Table 1. Performance of different predictive models on the training/testing dataset of 737 sequences (T737) during 10-fold cross-validation. Evaluation of the models on an independent validation dataset (V185).
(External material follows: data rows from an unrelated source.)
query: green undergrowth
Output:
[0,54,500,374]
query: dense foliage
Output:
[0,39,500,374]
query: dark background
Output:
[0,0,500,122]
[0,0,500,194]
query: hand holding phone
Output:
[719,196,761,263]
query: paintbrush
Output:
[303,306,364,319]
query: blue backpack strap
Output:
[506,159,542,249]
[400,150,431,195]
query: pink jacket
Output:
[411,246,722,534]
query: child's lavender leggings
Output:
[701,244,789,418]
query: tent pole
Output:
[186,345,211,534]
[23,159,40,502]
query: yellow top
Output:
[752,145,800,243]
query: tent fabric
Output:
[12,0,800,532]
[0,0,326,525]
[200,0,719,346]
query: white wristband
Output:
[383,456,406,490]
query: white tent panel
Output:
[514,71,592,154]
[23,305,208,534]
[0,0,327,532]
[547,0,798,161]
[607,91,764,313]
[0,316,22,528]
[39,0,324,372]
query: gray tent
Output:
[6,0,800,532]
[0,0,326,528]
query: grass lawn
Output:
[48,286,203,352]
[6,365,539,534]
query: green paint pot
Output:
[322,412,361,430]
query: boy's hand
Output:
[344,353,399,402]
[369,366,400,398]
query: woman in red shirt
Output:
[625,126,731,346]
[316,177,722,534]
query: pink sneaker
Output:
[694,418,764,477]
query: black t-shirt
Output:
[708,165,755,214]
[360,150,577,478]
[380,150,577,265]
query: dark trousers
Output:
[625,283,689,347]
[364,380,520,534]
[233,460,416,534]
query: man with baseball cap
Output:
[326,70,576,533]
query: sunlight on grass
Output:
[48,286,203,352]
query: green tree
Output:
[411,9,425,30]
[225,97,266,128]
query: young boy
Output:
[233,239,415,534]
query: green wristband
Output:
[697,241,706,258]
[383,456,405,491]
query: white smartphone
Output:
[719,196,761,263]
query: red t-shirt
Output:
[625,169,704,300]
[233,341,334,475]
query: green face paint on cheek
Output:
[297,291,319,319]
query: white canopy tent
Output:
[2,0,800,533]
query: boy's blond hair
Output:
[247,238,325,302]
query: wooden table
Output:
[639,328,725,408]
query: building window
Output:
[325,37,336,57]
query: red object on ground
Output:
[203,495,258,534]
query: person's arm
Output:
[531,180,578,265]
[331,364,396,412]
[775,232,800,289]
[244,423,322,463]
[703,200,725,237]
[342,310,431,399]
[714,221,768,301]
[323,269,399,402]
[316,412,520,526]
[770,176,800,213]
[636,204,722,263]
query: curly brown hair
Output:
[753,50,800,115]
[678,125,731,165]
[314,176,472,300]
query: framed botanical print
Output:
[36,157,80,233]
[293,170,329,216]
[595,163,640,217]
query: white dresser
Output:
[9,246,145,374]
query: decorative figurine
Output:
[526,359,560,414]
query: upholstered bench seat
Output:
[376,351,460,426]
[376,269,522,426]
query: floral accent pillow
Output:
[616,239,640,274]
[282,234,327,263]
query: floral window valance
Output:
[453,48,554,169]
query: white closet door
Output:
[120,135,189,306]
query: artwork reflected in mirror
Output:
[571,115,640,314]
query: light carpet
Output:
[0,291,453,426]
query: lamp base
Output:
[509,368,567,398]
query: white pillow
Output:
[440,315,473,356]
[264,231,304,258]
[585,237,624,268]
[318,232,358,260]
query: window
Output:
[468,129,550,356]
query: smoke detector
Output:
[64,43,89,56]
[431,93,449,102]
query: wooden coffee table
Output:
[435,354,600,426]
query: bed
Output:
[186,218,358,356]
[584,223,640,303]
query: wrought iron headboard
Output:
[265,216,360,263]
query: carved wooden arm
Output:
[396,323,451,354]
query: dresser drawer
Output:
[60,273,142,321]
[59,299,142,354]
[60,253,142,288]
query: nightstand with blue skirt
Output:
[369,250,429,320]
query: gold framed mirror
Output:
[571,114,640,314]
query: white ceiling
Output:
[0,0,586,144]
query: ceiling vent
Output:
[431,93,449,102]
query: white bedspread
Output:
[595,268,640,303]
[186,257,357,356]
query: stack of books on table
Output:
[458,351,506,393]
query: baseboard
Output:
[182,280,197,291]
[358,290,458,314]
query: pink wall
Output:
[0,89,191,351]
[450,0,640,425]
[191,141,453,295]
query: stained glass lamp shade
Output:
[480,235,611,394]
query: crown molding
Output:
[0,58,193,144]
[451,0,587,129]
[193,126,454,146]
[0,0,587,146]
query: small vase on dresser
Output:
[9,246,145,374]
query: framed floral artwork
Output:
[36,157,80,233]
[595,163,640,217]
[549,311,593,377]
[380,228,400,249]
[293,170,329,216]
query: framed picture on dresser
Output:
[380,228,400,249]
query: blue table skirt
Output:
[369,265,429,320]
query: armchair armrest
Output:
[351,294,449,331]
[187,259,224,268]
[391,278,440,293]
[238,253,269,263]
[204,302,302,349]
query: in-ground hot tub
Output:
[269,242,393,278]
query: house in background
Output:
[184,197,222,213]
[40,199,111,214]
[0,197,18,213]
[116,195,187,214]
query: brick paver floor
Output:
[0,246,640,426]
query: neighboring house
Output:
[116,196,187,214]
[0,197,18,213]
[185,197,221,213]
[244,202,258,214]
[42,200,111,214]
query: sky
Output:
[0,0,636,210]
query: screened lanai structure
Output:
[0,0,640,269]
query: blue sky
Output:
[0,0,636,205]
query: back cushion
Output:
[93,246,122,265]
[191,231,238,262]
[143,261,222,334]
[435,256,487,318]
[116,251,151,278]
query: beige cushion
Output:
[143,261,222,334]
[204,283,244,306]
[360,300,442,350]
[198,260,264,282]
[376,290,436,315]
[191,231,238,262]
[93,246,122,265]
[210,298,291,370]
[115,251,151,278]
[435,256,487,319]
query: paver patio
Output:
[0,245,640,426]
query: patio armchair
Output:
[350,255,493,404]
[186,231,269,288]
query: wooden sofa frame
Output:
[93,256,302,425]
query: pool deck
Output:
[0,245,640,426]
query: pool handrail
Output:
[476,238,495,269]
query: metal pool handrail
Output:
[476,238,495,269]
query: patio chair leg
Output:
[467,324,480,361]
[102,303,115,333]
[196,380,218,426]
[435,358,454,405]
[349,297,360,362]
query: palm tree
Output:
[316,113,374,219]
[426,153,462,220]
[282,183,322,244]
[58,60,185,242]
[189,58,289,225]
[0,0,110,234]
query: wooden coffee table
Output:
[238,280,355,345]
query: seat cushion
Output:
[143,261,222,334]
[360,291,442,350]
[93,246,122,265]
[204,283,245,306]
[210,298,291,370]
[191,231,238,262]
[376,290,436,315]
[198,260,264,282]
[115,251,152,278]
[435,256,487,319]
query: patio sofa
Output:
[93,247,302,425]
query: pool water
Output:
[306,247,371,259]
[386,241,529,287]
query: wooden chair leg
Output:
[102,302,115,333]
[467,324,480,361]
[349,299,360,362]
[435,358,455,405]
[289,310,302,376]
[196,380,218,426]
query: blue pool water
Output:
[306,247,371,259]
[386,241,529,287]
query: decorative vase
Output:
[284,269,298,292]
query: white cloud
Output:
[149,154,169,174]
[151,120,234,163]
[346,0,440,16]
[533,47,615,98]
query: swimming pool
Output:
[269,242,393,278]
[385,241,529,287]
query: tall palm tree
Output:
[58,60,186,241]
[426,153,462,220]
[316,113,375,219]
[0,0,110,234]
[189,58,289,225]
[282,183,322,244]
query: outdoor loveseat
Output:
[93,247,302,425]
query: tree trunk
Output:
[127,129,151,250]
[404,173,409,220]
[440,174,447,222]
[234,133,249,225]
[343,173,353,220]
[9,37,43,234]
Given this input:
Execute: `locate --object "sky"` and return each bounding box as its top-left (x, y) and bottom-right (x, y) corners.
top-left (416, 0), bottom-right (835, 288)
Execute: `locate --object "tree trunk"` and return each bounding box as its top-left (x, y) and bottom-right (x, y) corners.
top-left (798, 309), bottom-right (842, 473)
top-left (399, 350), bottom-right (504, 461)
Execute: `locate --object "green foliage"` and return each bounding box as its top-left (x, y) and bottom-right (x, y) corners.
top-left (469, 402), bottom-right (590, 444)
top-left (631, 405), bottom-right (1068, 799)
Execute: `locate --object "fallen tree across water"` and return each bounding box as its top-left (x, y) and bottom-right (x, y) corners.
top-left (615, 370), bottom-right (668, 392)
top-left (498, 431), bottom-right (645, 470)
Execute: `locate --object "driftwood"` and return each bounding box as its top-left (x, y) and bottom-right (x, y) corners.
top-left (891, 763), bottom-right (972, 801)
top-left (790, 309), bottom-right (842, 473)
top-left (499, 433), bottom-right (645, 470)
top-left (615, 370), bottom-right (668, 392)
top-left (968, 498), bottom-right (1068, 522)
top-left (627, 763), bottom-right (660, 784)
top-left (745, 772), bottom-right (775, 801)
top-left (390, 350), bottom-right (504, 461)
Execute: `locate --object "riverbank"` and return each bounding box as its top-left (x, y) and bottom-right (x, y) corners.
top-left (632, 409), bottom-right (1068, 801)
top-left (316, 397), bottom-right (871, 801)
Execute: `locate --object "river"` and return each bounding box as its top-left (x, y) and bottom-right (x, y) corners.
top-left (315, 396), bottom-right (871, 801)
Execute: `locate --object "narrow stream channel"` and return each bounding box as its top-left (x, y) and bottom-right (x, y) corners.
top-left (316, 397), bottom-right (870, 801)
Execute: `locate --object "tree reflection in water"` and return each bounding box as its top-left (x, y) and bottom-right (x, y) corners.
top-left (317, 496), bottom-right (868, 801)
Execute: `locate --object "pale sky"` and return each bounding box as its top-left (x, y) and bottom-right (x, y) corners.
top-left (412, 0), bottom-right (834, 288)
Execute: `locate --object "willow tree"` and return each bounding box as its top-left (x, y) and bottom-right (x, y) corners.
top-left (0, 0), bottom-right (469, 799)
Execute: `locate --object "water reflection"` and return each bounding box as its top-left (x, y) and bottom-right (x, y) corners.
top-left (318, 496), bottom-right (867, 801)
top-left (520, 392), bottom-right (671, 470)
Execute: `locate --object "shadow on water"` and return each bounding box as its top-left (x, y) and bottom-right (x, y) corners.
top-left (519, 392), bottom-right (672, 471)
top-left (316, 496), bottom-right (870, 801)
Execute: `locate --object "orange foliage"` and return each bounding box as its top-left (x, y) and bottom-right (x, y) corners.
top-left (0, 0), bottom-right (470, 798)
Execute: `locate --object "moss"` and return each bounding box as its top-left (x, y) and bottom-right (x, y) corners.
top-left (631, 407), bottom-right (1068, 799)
| PCC on Training/Testing Sets (T737) and Independent Validation Sets (V185) Using 10nCV | ||||
|---|---|---|---|---|
| Predictive Model No. | siRNA Feature Name | No. of Features | T737 | V185 |
| 1 | Mononucleotide composition | 4 | 0.53 | 0.54 |
| 2 | Dinucleotide composition | 16 | 0.68 | 0.64 |
| 3 | Trinucleotide composition | 64 | 0.70 | 0.66 |
| 4 | Tetranucleotide composition | 256 | 0.69 | 0.65 |
| 5 | Pentanucleotide composition | 1024 | 0.68 | 0.63 |
| 6 | Binary | 76 | 0.55 | 0.56 |
| 7 | 1+2 | 20 | 0.67 | 0.63 |
| 8 | 1+2+3 | 84 | 0.70 | 0.63 |
| 9 | 1+2+3+4 | 340 | 0.71 | 0.65 |
| 10 | 1+2+3+4+5 | 1364 | 0.71 | 0.65 |
| 11 | 1+2+3+4+6 (ASPsiPredSVM) | 416 | 0.71 | 0.65 |
| 12 | 1+2+3+4+5+6 | 1440 | 0.71 | 0.65 |
| 13 | Thermodynamic feature | 21 | 0.41 | 0.30 |
| 14 | Secondary structure | 19 | 0.24 | 0.07 |
| 15 | 13+14 | 40 | 0.35 | 0.23 |
| 16 | 12+13 | 437 | 0.71 | 0.65 |
| 17 | 12+14 | 435 | 0.71 | 0.65 |
| 18 | 12+13+14 | 456 | 0.71 | 0.65 |
| 19 | ASPsiPredmatrix | Matrix based | Developed on rules-based studies | 0.63 |
PCC, Pearson correlation coefficient; 10nCV, 10-fold cross-validation; T737, training/testing dataset for 10-fold cross-validation; V185, independent validation dataset. PCC is between actual and observed Effmut. Training/testing dataset is used to train different predictive models, while independent validation dataset was not used anywhere during training/testing of algorithm.